One of the big things I learned is it's easier with a coach... As always.


Every January, there are always clients who are doing a Dry January and part of my job is to support them in this, which I love because quitting or at least reducing is an excellent way to fix your midlife metabolism. Find out more about my Midlife Method here and you can see what feeling fabulous might look like for you.


If you're anything like me, hearing someone tell you it's a good idea might not have much sway, so I'm going to let you sit with it for a while.


Wine is not your friend in menopause.


She’s supercharging your hot flushes.


And killing your creativity.


Gifting you brain fog (and foggy mornings thanks to hangovers).


She’s dialling up your anxiety (it’s called hangxiety).

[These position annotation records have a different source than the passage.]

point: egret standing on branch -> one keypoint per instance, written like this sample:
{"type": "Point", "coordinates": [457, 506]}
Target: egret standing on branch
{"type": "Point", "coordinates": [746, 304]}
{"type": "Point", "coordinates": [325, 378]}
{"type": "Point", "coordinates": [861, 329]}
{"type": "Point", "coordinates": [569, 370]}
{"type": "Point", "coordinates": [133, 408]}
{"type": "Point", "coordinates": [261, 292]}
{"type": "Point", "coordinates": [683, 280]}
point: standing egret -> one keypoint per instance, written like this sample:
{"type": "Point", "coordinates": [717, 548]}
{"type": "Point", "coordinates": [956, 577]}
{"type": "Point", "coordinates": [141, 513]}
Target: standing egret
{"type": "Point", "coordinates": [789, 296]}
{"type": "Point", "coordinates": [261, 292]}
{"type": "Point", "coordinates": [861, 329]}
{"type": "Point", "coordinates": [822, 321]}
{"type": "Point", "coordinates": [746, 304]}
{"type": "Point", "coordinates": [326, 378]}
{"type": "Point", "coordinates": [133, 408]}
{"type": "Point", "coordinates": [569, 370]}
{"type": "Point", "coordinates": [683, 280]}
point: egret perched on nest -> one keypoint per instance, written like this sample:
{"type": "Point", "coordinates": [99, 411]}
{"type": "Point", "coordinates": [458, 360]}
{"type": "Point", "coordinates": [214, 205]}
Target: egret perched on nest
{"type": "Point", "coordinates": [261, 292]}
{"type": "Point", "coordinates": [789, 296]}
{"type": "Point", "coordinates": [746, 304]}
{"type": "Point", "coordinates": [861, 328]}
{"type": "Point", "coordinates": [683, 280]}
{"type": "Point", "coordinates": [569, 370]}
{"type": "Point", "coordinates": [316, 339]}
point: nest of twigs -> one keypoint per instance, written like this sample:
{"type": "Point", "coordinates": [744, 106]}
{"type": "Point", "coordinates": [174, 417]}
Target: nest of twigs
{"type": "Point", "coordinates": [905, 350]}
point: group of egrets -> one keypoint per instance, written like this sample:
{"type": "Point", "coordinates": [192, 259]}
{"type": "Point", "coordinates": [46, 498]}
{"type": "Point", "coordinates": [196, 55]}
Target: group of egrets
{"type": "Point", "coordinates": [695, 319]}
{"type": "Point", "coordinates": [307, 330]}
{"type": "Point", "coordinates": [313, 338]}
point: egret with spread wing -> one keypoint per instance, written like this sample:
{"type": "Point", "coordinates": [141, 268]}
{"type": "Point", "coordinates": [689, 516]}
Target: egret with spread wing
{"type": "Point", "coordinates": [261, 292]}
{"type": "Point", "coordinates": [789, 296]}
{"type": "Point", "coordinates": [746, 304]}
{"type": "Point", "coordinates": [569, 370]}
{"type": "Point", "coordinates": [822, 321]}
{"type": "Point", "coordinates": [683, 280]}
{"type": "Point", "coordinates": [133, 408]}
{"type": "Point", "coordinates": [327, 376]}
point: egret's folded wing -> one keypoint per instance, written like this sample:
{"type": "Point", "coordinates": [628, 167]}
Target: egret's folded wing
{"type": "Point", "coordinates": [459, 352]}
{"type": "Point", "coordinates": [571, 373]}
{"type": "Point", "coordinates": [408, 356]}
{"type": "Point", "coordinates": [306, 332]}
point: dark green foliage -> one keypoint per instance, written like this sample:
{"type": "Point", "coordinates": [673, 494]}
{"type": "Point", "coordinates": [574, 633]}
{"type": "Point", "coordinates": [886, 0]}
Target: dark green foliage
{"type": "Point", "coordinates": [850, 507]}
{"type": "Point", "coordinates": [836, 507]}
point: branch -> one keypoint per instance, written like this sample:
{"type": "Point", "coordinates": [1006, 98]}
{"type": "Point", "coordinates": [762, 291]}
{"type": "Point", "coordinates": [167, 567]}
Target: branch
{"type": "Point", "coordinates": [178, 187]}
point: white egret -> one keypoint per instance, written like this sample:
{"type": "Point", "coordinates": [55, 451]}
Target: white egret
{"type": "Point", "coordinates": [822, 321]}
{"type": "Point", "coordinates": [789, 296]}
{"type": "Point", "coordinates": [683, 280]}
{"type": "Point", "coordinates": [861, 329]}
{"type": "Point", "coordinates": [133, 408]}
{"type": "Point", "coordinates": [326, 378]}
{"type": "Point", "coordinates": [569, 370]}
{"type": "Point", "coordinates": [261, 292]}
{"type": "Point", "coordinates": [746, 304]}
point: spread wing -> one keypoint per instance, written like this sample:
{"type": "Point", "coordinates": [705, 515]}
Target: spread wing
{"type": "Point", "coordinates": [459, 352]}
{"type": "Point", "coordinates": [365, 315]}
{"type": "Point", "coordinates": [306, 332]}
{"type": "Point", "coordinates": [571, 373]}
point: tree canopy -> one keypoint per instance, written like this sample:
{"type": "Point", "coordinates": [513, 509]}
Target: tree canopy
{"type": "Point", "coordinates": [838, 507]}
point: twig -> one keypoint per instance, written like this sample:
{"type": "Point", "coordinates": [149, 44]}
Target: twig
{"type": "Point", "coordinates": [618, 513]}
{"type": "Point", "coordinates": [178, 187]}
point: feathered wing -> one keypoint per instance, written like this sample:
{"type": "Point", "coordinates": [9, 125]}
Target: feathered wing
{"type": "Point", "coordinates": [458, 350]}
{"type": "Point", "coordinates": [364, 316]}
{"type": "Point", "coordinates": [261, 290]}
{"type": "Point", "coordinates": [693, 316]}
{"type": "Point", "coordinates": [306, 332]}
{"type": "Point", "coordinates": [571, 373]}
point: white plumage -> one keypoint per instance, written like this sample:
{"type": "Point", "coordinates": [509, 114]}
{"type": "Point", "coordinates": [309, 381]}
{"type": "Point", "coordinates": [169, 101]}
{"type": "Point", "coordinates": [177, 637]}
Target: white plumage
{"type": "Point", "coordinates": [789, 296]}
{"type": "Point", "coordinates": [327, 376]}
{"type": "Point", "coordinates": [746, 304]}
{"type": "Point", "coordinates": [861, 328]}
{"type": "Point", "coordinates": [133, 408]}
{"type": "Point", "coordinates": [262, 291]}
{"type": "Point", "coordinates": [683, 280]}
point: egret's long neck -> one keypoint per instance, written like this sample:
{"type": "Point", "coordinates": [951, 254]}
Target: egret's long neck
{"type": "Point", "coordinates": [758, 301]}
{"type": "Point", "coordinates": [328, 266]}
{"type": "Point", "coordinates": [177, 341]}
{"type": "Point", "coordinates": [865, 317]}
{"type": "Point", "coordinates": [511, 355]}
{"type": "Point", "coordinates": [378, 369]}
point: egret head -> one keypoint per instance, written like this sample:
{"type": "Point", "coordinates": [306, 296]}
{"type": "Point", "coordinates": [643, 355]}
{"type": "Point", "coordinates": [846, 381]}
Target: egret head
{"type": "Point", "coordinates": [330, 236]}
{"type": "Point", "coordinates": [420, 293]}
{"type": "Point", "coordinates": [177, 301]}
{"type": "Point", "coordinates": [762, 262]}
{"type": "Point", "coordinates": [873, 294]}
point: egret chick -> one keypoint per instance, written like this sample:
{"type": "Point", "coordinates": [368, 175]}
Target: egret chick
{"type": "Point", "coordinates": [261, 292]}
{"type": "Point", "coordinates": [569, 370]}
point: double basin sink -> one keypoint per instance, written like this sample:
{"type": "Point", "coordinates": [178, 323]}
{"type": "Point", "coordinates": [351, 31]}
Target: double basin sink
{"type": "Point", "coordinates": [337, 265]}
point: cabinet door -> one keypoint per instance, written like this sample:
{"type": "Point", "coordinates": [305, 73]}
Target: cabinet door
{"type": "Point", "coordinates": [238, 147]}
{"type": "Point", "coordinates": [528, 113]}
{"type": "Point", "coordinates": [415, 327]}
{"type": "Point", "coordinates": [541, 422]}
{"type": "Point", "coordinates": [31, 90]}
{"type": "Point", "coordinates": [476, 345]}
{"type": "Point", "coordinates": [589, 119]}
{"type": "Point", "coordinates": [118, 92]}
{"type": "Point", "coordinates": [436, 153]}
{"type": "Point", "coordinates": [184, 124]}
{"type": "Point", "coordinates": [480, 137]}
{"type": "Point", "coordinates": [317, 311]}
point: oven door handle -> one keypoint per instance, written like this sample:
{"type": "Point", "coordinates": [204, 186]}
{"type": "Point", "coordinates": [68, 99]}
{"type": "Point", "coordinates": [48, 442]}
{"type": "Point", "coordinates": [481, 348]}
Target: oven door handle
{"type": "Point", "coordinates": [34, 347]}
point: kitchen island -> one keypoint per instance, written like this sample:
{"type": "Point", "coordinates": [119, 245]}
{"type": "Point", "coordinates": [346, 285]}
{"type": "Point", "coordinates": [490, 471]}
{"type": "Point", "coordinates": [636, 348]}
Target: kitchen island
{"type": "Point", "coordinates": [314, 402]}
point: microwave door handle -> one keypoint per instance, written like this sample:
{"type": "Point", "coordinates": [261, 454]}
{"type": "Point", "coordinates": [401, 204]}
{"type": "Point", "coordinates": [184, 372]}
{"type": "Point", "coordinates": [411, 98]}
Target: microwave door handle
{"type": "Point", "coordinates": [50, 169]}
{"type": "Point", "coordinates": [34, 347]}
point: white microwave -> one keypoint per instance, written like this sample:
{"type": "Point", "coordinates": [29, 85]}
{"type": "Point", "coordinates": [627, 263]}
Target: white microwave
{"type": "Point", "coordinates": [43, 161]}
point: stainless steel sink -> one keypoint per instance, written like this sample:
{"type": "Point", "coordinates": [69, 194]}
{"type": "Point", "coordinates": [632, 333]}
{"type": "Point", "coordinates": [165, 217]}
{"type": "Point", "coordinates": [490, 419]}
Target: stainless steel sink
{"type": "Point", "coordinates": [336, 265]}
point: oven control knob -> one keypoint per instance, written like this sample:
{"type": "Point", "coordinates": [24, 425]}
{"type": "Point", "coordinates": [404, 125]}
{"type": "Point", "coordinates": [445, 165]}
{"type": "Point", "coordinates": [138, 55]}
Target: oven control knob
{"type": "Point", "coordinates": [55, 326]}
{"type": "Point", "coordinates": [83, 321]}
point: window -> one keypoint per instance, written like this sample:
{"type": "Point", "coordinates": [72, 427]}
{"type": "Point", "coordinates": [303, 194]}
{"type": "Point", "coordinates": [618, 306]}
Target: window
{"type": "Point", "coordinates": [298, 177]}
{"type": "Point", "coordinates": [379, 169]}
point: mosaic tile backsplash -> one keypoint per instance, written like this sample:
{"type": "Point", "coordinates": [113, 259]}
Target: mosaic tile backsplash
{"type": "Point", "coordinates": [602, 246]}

She’s making it impossible (yes, that’s right, it’s really that bad) to get a good night’s sleep.


And she’s one of the reasons the weight is hanging around your midlife middle.


And yet she seems your friend…


If you need a coach to work on this whole menopause mess, you know where I am.


Now I want to tell you another thing that helped me. You can dip your toe in the waters with this and see how you feel.


It's easier if you also surround yourself with 'quit lit' or podcasts to support you. These are some of the ones I have enjoyed, and you will find on Amazon or in the library.


Tired of thinking about drinking by Belle Robertson is a super easy read. She didn't have a Problem. She wasn't morning drinking or anything, but... 


The Unexpected Joy of Being Sober by Catherine Gray is lovely to read and has been a huge, ginormous bestseller. Now, she did have more of a problem but don't dismiss this if it's not you. There is a little bit of her story of course but there are plenty of tips for navigating life without booze.


Alcohol Explained by William Porter is a real eye opener. If you want to know how and why the booze is sabotaging your health, this is a good read. Well laid out and not like a textbook, I promise. Amazon tells me it is one of the most gifted books. Not sure I'd have liked that gift but discovering it on my own, yes...


Drink! The new science of alcohol and your health by Professor David Nutt is a great if you're the sort who wants all the science, but in a digestible way. He used to be in charge of the Government's drugs programme and believes he was sacked for saying that alcohol is hands-down the biggest drug problem we have - far bigger than any of the illegal ones.